I’ve had some form of depression since I can remember, and it progressed as I got older.  I’ve been on several forms of medication, but I never stayed on them long enough for them to take effect or I’d abuse them.   About a year ago, I began having problems that I knew were beyond depression; I was eventually diagnosed as having a milder form of disorganized schizophrenia.  I was told the illness could have been brought on by years of untreated depression and anxiety.   Mental illness runs rampant in my mom’s family so I could have picked up a gene somewhere.   

post #20 of 1291

I'm undiagnosed and not on meds, but about 95% sure I'm bi-polar to some degree. Depression is indeed a motherfucker, and outweighs the manic to a large degree.

 

Problem with meds for me, is I can't take pills with any sort of regularity.

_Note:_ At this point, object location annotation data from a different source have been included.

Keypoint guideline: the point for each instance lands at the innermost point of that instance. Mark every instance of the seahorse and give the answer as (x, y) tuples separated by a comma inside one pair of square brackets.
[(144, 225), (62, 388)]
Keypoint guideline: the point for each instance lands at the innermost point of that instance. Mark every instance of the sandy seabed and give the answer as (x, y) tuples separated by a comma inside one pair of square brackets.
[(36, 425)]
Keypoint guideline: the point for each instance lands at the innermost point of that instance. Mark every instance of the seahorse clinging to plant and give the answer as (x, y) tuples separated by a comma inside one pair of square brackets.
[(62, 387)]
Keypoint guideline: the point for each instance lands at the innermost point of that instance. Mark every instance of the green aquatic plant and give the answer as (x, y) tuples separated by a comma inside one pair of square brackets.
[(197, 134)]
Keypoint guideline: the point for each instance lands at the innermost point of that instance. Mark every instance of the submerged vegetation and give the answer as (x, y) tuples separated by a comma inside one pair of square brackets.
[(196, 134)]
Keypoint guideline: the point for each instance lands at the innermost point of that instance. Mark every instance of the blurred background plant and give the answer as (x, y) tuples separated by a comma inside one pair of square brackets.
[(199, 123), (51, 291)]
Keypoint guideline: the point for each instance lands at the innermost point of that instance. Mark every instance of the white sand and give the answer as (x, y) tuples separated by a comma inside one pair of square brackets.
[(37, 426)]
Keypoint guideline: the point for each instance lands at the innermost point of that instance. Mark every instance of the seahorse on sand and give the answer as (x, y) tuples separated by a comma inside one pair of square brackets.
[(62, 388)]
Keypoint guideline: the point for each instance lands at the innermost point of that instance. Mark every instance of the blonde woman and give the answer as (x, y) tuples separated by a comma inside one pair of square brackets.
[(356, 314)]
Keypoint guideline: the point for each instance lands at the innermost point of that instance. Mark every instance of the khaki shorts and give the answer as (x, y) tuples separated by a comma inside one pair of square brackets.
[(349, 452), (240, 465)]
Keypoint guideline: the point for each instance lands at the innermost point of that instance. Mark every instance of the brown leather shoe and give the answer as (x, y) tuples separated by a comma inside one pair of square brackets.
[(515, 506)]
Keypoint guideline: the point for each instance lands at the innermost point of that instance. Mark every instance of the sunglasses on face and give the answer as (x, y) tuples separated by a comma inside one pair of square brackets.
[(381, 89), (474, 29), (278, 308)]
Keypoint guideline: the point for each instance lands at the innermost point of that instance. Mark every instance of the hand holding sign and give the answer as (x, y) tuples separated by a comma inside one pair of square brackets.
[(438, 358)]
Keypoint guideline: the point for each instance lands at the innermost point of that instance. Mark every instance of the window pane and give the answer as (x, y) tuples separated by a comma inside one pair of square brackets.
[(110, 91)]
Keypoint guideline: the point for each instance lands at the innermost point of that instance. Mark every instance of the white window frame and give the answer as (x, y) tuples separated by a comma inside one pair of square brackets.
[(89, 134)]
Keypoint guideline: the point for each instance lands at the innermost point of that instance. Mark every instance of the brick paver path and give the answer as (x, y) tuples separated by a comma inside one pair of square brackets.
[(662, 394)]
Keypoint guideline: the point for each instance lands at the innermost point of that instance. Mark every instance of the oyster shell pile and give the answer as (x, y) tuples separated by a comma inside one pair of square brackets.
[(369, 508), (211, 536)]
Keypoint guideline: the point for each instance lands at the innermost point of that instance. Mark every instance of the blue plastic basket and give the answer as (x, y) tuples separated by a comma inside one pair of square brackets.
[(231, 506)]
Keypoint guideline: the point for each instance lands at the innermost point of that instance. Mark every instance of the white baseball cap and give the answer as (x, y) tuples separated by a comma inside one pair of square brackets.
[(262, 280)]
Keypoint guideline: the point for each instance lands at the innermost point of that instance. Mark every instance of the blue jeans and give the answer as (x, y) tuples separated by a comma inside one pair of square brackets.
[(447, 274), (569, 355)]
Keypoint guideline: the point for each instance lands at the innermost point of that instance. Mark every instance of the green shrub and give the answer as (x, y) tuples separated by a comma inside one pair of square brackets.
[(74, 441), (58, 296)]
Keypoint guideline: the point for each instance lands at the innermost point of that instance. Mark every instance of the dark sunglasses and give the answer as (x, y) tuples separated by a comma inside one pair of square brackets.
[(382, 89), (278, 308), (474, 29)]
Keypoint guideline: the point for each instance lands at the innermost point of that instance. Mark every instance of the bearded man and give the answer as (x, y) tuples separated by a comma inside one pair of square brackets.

I've tried pretty much everything(alarms, sticky notes, etc), but I just can't remember to take them at a scheduled time. Of all the times I've taken antibiotics, I think I've correctly taken them maybe 3 times. 

post #21 of 1291

Mine's more of an anxiety (which can end up depressing) issue, but I (as an allergy sufferer) read this article recently that made a bit of sense...

Sad in the spring? Allergy-mood link is real

post #22 of 1291
Quote:
Originally Posted by Andrew Merriweather View Post

Such a motherfucker.



Motherfucker, motherfucker I may be but the mother I've been fucking ain't kin to me.  That cheer you up? Probably not but it's a shitty hand to be dealt and I commiserate right there with you.  I went through the same thing recently but it can and does get better. I'm not saying that will happen for you (mostly because I'm not a lying asshole) but it does happen and all things do pass eventually.

 

Depression is a tricky bitch goddess of gloom and there were times I honestly wanted to just drive my car to the ocean and walk out into the water but I found things that helped me overcome a bit.  I know a lot of this is biochemistry, genetics and sciency stuff but what helped me (in addition to my family and friends) was finding solace in the fact that somewhere out there was some poor, sorry bastard worse off than me and I should truly appreciate what I had in my life no matter how shitty things got or how much I seemed to fuck up things around me or myself.

 

Maybe that works and maybe that doesn't. Every person's gotta find their own answers eventually but you're not alone Andrew.  Good luck.

post #23 of 1291

If I didn't have a daughter, I probably would off myself.  I'll always feel alone and disappointed with life.

 

It blows to feel like your life is so inexorable.

post #24 of 1291

Drown yourself in what you love. That's all any of us can do.

post #25 of 1291


 

Quote:
Originally Posted by C.S. Lewis Jr. View Post

If I didn't have a daughter, I probably would off myself.  I'll always feel alone and disappointed with life.

 

It blows to feel like your life is so inexorable.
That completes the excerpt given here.